От нее была отобрана подписка, что она будет с ним видаться два раза в неделю, в остроге, в присутствии офицера, не говорить с ним на ином языке, кроме русского, "паче же не говорить ничего не принадлежащего". А в течение прочего времени, что она могла? Она могла в пять часов утра по звону кандалов знать, что они идут на работу, в одиннадцать утра знать, что они возвращаются и, гуляя по обезлесенным холмам, могла думать, что муж из острога, может быть, ее видит, знает, что она здорова. Вот все, к чему привела ее принесенная жертва.
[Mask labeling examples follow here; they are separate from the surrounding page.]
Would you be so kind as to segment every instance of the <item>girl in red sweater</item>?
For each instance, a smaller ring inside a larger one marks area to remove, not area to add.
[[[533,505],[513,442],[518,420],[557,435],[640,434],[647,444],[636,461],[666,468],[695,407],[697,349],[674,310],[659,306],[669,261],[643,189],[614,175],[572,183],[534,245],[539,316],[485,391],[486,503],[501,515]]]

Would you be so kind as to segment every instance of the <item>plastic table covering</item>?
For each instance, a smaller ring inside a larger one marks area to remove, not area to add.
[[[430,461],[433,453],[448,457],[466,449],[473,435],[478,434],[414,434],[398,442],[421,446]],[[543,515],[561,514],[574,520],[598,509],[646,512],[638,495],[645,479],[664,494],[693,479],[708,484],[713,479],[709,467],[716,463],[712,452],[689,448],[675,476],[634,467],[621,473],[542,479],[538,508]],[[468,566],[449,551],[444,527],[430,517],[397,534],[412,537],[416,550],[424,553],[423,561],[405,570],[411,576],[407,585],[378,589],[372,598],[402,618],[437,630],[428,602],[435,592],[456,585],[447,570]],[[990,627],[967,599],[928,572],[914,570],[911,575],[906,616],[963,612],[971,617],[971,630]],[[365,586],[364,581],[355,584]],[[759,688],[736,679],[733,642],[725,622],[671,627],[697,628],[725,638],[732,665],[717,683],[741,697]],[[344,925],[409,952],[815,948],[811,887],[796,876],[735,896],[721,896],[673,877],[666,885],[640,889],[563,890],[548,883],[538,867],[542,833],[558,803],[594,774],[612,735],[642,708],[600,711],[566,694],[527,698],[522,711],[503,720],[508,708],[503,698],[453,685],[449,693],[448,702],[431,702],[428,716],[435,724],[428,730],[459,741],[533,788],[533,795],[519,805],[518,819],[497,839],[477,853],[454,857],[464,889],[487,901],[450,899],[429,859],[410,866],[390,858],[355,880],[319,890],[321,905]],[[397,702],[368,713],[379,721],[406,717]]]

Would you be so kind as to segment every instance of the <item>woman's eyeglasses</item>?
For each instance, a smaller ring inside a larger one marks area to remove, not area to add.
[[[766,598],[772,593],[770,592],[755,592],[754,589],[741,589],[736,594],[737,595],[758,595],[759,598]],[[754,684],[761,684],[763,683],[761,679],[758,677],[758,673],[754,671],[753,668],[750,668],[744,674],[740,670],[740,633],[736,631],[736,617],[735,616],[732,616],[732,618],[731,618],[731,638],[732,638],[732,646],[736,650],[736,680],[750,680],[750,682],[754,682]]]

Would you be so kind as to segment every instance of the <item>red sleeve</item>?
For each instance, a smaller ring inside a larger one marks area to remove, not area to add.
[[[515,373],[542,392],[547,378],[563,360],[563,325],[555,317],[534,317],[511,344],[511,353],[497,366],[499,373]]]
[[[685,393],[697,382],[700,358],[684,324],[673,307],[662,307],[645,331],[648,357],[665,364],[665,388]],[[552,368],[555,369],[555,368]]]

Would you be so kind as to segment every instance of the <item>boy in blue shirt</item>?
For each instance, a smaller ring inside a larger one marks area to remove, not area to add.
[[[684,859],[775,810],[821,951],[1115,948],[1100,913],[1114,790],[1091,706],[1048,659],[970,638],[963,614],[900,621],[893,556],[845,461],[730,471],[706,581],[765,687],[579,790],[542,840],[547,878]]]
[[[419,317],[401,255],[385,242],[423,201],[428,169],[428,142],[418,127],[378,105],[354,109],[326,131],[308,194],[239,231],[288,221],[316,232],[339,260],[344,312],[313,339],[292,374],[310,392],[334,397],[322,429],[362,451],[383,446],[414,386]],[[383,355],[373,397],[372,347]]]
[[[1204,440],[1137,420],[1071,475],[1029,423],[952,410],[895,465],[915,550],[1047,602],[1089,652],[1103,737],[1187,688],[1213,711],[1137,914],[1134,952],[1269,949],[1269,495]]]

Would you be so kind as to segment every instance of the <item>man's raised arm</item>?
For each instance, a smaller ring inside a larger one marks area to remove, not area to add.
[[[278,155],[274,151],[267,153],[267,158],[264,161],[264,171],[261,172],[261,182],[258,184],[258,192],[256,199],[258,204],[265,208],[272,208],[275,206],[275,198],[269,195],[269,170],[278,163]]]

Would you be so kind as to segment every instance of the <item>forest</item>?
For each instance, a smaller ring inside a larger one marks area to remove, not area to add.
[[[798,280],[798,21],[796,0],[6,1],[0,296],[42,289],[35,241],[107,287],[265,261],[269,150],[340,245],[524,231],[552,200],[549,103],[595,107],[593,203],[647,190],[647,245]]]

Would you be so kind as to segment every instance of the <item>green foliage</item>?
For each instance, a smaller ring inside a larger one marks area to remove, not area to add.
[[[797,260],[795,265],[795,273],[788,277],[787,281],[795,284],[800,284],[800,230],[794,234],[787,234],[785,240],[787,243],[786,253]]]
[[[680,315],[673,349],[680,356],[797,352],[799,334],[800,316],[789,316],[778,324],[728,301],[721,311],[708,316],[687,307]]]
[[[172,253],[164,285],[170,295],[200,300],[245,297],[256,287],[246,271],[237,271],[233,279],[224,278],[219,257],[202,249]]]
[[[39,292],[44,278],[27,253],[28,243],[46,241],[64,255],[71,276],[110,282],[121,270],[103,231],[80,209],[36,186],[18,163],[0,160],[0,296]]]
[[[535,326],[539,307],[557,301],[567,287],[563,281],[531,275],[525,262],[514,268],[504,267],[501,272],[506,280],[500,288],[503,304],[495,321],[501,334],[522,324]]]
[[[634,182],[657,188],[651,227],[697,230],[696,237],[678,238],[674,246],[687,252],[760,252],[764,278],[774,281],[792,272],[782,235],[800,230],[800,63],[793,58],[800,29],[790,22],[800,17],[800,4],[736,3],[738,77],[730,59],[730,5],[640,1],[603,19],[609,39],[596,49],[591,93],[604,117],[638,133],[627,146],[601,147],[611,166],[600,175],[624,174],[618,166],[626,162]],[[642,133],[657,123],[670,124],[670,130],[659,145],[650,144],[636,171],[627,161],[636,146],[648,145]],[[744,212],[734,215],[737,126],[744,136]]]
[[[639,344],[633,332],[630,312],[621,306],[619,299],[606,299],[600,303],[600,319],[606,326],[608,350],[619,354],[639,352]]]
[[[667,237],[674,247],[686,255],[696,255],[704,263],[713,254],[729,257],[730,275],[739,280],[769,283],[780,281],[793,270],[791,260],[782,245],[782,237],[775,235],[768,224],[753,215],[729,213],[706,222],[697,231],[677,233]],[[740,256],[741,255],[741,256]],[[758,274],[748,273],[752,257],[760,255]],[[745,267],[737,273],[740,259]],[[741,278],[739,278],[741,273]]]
Из Нерчинска, в последнем письме к мужу, перед свиданием она писала: "Наконец, я в {68} обетованной земле" ("Me voila enfin dans la terre promise"). Перед въездом в эту обетованную землю жены декабристов натыкались на казенный шлагбаум; и шлагбаум неохотно поднимался, он поднимался, наконец, только перед непреклонностью их героической воли ...
Николай I, в Петербурге разрешавший их отъезд, в Иркутске, предписаниями губернатору, ставил препятствия их въезду. Ему не нравился этот восторженный порыв; он предвидел, что присутствие жен облегчит участь государственных преступников; он предвидел и то, что жены будут поддерживать сношения со своими родственниками в России, что таким образом о декабристах будут знать и помнить, а он хотел, чтобы о них забыли. Но вместе с тем запретить женам ехать к мужьям он не решался. Это противоречило бы тому, что почитатели Николая I (а у него было много искренних почитателей) называли рыцарством его.